Bake again for 15 minutes, or until cheese is lightly golden and sauce is bubbly.
Gluten Free Focaccia Bread
Ingredients:
1 packet dry active yeast (2 1/4 teaspoons)
1 tablespoon sugar
1 1/4 cups warm water
1 tablespoon olive oil, plus a little more for brushing
2 1/2 cups gluten free 1:1 ratio flour (I use King Arthur Gluten Free Measure for Measure)
1 teaspoon salt
1 tablespoon baking powder
1 teaspoon thyme
1 teaspoon basil
1 teaspoon rosemary
Parmesan cheese for sprinkling on top (optional)
Instructions:
Preheat oven to 350ºF.
Sprinkle yeast over warm water. Add sugar and let stand for five minutes.
Combine flour, salt, baking powder, and spices.

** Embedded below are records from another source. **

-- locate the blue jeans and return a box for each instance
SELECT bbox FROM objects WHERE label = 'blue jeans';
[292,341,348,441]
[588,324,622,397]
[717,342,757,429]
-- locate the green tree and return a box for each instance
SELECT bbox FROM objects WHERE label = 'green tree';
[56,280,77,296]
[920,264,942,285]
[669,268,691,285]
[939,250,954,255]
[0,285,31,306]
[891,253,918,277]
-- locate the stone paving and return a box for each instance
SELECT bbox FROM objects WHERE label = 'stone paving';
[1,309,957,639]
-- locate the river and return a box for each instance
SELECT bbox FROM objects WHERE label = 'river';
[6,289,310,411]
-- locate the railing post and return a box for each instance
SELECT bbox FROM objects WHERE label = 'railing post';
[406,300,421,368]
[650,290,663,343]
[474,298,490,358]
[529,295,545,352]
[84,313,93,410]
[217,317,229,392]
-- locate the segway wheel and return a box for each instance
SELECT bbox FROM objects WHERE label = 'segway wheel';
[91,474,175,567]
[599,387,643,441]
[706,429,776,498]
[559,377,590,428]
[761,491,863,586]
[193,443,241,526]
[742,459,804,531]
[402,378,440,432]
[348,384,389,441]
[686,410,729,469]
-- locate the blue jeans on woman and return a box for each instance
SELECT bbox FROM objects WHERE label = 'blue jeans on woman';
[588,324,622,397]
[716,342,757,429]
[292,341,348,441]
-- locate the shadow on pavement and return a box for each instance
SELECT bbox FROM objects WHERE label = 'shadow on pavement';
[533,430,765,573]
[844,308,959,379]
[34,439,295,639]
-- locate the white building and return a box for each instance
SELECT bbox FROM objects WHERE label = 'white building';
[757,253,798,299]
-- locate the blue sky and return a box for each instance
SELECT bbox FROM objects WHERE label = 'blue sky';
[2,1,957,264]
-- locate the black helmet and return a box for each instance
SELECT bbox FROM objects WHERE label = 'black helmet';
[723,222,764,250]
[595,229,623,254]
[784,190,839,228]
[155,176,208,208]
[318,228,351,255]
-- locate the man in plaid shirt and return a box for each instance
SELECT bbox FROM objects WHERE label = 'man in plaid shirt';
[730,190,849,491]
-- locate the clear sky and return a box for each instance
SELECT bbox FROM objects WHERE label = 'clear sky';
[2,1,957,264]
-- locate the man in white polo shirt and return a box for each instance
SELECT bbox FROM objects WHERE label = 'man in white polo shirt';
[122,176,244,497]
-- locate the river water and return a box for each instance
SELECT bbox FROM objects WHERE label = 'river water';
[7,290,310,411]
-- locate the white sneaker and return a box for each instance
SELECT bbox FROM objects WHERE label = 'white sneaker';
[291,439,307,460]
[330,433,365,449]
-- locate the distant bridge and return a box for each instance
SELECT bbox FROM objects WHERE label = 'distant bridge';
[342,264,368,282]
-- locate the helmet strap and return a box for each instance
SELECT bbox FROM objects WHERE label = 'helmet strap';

Add olive oil and the water/yeast/sugar mixture. Mix well. The dough should be very moist and sticky.
Line a cookie sheet with parchment paper, or grease well with olive oil. Place dough in the middle of the pan, and with well-floured fingers, form the dough into a loaf shape. Brush top with olive oil, and sprinkle cheese across the top if desired.
Bake bread for 38-42 minutes, or until you can hear a hollow sound when you knock on the top.